In this image, it’s evident that the depicted IV curve (in blue) only declines at elevated voltages, while the current experiences a more pronounced drop compared to the first picture. This is due to the nearby shading from vegetation, affecting specific modules within the string.
What can be done about shading at photovoltaic modules?
Often, shading cannot be avoided or can only be avoided with difficulty. However, there are ways to reduce the likelihood of shading or mitigate its effects.
Bypass diodes: Bypass diodes can “skip” shaded cell rows within a module in order to lose less power and protect the cells for overheating and hotspots.
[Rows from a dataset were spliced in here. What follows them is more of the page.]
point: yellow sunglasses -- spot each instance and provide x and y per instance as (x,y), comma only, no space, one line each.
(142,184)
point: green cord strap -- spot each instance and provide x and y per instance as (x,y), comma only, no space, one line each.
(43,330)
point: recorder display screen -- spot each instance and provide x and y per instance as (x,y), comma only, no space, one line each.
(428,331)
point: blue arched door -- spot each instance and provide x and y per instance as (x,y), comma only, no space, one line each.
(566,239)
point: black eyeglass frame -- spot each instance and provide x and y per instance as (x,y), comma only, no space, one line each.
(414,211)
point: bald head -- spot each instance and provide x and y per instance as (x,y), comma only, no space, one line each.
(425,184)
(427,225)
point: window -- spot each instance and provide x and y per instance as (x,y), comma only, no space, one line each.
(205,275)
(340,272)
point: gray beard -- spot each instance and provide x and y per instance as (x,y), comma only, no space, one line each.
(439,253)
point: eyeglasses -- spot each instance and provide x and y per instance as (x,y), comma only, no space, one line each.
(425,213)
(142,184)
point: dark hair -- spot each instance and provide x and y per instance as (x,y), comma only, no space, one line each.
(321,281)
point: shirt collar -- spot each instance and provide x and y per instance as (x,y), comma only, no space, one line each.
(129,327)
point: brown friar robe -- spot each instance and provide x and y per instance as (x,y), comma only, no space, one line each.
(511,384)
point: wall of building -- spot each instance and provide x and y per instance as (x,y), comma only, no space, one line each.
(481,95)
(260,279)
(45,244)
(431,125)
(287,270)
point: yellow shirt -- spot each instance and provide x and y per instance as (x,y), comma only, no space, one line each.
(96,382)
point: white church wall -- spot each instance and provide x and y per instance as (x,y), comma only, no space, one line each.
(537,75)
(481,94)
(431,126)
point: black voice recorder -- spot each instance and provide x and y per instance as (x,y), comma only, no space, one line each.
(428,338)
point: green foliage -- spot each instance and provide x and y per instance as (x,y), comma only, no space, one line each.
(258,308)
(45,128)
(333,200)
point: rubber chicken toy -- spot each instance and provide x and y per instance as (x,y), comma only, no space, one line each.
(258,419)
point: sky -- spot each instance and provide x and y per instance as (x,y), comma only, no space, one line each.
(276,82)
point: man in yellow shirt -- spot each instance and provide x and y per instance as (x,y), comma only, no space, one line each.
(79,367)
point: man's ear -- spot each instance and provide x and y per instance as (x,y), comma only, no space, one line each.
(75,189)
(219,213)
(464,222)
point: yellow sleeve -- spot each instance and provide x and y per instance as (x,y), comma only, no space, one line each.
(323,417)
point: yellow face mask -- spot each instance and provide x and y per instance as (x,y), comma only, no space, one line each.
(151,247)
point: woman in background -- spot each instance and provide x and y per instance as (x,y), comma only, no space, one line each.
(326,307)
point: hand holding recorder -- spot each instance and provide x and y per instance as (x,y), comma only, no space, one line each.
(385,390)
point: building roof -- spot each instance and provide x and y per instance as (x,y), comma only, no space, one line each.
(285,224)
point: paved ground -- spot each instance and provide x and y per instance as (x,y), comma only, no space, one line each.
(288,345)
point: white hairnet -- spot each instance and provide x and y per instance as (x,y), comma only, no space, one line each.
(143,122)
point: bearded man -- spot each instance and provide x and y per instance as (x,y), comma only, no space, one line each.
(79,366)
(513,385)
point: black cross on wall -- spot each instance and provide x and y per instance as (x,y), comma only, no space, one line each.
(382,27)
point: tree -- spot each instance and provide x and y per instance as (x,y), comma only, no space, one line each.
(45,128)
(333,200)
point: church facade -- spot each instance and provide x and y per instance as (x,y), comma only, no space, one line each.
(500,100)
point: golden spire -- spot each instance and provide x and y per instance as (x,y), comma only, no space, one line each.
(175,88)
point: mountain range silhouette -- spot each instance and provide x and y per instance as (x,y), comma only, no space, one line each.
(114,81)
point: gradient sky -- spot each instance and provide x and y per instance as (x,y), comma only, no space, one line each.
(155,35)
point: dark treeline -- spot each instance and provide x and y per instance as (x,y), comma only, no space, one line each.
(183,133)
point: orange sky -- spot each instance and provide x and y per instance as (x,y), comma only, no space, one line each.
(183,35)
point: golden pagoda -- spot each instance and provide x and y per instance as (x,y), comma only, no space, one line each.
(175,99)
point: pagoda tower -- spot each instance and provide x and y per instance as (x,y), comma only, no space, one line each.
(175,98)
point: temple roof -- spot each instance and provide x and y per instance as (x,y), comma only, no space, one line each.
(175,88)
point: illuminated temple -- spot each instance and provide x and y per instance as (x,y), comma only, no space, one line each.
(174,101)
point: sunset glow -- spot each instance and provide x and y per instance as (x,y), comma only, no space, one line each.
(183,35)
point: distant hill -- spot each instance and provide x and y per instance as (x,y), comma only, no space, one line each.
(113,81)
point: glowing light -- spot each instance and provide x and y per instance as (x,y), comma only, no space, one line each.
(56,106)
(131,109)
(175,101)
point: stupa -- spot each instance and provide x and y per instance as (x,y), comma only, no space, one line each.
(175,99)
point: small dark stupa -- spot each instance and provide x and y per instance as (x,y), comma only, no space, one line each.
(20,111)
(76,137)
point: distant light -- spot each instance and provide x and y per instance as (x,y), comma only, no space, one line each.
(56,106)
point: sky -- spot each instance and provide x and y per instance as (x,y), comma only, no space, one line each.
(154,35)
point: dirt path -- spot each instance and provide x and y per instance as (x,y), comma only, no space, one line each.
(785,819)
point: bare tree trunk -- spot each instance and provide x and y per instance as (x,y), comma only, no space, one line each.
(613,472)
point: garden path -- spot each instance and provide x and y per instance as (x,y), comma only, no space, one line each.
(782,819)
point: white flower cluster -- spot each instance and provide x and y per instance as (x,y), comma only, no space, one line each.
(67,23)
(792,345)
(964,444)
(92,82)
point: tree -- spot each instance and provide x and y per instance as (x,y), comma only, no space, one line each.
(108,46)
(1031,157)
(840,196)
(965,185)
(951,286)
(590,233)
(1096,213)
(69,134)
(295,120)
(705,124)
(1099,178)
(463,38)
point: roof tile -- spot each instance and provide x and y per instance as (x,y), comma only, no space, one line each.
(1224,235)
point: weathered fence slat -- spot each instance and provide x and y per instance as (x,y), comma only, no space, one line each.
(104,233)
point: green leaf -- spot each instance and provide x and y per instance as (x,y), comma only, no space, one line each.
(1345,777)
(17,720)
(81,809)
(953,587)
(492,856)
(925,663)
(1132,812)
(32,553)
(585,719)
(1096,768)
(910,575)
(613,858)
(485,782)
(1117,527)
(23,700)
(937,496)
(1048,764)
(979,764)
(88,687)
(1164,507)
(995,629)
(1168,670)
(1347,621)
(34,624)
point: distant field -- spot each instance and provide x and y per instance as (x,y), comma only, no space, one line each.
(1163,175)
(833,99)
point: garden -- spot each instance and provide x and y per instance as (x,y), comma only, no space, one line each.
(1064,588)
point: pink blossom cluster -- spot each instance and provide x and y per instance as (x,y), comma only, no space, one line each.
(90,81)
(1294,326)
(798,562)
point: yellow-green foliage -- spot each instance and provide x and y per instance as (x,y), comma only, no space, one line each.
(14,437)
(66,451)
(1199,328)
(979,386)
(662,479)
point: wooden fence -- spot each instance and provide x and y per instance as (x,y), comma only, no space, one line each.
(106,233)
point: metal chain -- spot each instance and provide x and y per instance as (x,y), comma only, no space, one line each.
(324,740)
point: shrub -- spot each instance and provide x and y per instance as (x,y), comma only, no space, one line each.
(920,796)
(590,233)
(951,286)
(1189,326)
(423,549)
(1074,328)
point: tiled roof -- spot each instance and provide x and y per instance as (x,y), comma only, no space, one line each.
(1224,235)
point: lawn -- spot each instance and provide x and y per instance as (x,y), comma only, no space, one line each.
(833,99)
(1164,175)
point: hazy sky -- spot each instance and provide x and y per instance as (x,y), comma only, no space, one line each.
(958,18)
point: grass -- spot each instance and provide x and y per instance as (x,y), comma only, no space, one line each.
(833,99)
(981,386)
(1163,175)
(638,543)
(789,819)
Fortunately, all modern photovoltaic modules come equipped with bypass diodes.
Site selection: While selecting a site for a photovoltaic system, it’s important to anticipate and consider potential shade sources like buildings or trees.. This proactive approach helps mitigate unnecessary shading.
Vegetation: Shading caused by trees and plants can be reduced through pruning or relocating them.
Power optimisers: Power optimisers allow to minimise the influence of shading on individual solar cells or modules because they regulate the current flow individually. At heavy shaded environment power gains of 2% to 5% are possible. Nevertheless, at non- or low-shaded conditions the optimizers also can decrease the system efficiency and the system costs are increasing. Consequently, Power optimisers and Micro-inverters are only recommended at locations with heavy shading.
PV Master 10 for photovoltaic inspection
The PV Master 10 employs advanced Time-Sync Technology to measure up to 20 channels or strings simultaneously (1 channel intern / up to 20 channels with extension box). It offers precise potential measurement up to 1600V and IV-curve tracing capabilities at the same potential level. With a capacity of up to 30 A, it ensures accurate measurements. Additionally, there are two inputs available for thermocouples (Type K) and one for irradiance measurement via BNC. The device boasts a battery pack that ensures up to 4 hours of continuous operation, complemented by an 11-inch multi-touch full HD display for enhanced usability. Notably, it can detect serial and parallel mismatch losses, making it a comprehensive tool for efficient analysis in the field.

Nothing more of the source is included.